The regularly spaced and still-inhabited mounds are also visible from space, researchers said in a report published in Current Biology on Nov. 19.

The mounds aren’t nests but the result of the termites’ excavations of a network of interconnected underground tunnels over thousands of years.

The tunneling has left huge quantities of soil deposited in approximately 200 million cone-shaped mounds that cover some 93,626 square miles (243,610 square kilometers).

“These mounds were formed by a single termite species that excavated a massive network of tunnels to allow them to access dead leaves to eat safely and directly from the forest floor. The amount of soil … represents one of the biggest structures built by a single insect species,” said Stephen Martin of the University of Salford in the United Kingdom in a statement.

“This is apparently the world’s most extensive bioengineering effort by a single insect species,” added Roy Funch of Universidade Estadual de Feira de Santana in Brazil. “Perhaps most exciting of all—the mounds are extremely old—up to 4,000 years, similar to the ages of the pyramids.”

On the ground, the mounds are largely hidden from view by forests in northeastern Brazil. They were discovered by scientists in recent decades when some of the forest area was cleared for pasture.

termite and termite queen
A termite queen (L), which is about 5 centimeters long and a termite king, about 1 centimeter long, are displayed by a worker of the Chongqing Termite Control Institute in Chongqing Municipality, China, on May 16, 2007. (China Photos/Getty Images)

Soil samples indicated that the mounts were created 690 to 3,820 years ago.

The researchers said the strangely regular spatial pattern of the mounds was not driven by competition but that the mound pattern arose through self-organization, positing that a pheromone map might allow the termites to take the fastest route to any location in the colony using the tunnels.

“We propose the mound pattern arose through self-organizational processes facilitated by the increased connectivity of the tunnel network, which is driven by the episodic leaf-fall in the caatinga,” the team wrote in the report.

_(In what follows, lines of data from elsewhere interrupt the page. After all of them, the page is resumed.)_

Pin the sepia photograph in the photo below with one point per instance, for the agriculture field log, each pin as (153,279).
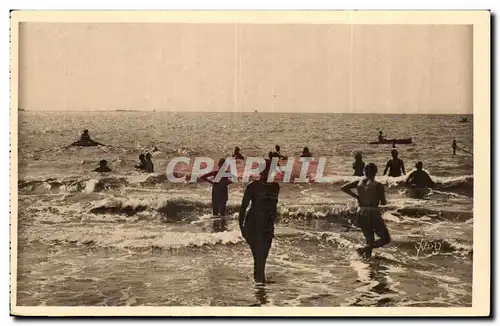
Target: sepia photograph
(250,163)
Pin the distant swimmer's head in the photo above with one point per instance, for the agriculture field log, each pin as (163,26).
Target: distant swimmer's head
(370,170)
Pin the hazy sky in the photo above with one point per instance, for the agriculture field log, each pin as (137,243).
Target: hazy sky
(229,67)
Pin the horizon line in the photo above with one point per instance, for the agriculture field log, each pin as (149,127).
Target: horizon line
(236,112)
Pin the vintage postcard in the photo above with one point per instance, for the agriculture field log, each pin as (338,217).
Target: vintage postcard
(222,163)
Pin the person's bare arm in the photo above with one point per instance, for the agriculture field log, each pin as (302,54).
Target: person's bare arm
(410,178)
(381,191)
(387,166)
(243,208)
(347,188)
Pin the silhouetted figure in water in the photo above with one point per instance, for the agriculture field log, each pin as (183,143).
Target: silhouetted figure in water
(381,137)
(358,166)
(103,167)
(85,140)
(419,178)
(395,166)
(277,153)
(370,194)
(220,192)
(237,154)
(150,167)
(142,163)
(306,152)
(257,225)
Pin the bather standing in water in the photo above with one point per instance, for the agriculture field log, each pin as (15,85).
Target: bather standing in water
(306,152)
(150,168)
(395,166)
(358,166)
(257,225)
(237,154)
(419,180)
(370,194)
(220,192)
(142,163)
(103,167)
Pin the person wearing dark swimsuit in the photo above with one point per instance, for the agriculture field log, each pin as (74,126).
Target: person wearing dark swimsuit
(142,163)
(103,167)
(306,152)
(220,192)
(257,225)
(150,167)
(237,154)
(358,166)
(419,180)
(370,194)
(395,166)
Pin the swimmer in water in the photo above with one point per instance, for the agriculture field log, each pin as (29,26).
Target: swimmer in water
(370,194)
(220,192)
(142,163)
(237,154)
(395,166)
(381,137)
(419,178)
(103,167)
(257,225)
(150,167)
(277,153)
(305,152)
(358,166)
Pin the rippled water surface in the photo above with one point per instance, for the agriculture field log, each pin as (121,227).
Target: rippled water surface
(128,238)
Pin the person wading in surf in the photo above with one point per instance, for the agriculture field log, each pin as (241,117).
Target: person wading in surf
(103,167)
(370,194)
(237,154)
(150,167)
(419,180)
(395,166)
(142,163)
(220,192)
(257,225)
(358,166)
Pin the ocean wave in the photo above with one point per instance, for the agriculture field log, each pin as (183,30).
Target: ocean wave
(460,184)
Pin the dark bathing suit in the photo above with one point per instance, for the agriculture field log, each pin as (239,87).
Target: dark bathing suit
(359,168)
(370,217)
(220,195)
(258,223)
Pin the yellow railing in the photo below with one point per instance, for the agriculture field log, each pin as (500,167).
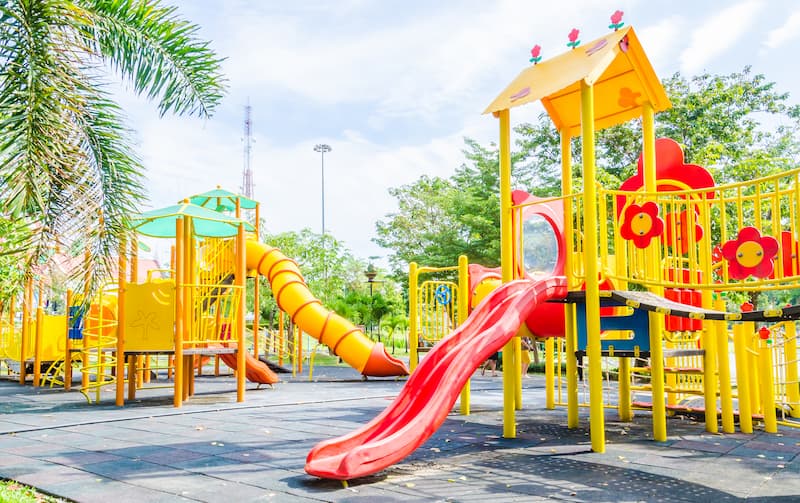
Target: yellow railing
(696,225)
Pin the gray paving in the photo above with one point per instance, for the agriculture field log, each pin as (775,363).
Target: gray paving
(214,449)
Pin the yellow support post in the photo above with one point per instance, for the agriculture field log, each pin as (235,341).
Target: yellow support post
(68,347)
(120,368)
(724,371)
(549,374)
(177,399)
(709,344)
(656,321)
(241,282)
(790,357)
(256,295)
(625,406)
(591,260)
(570,335)
(752,363)
(507,269)
(767,382)
(413,336)
(26,328)
(742,379)
(37,345)
(463,307)
(517,345)
(37,338)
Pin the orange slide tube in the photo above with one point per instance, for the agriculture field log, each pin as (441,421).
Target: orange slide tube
(294,297)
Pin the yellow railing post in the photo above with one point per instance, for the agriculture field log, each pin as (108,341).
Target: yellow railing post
(625,406)
(120,349)
(68,346)
(656,321)
(742,379)
(177,399)
(463,307)
(549,374)
(507,268)
(241,283)
(591,258)
(767,382)
(724,370)
(413,317)
(790,355)
(26,328)
(37,342)
(710,373)
(570,334)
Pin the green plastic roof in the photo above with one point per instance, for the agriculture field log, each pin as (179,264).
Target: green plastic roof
(160,223)
(223,199)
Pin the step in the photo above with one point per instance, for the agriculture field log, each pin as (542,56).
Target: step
(672,370)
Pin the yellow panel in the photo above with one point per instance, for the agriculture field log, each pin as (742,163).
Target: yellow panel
(150,316)
(54,337)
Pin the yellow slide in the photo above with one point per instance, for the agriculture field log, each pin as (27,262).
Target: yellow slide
(294,297)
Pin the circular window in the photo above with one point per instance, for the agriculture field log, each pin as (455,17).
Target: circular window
(539,246)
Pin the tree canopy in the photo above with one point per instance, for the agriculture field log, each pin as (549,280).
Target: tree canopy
(68,170)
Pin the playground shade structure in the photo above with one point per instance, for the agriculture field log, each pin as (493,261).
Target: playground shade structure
(429,395)
(293,296)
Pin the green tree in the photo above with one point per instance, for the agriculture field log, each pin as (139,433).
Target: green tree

“The spatial distribution of chemicals, such as alkene and alkadiene isomers, could create a pheromone map, allowing the termites to minimize their travel time from any location in the colony to the nearest waste mound. This vast permanent tunnel network allows safe access to a sporadic food supply,” the report continues.

“It’s incredible that, in this day and age, you can find an ‘unknown’ biological wonder of this sheer size and age still existing, with the occupants still present,” Martin said.

Researchers said further study on the mounds is warranted to answer more questions, such as how they’re physically structured since a queen chamber hasn’t been pinpointed.

Along with Martin and Funch, the report was authored by Paul Hanson of the Conservation and Survey Division at the School of Natural Resources at the University of Nebraska-Lincoln and Eun-Hye Yoo of the Department of Geography at the University at Buffalo, the State University of New York.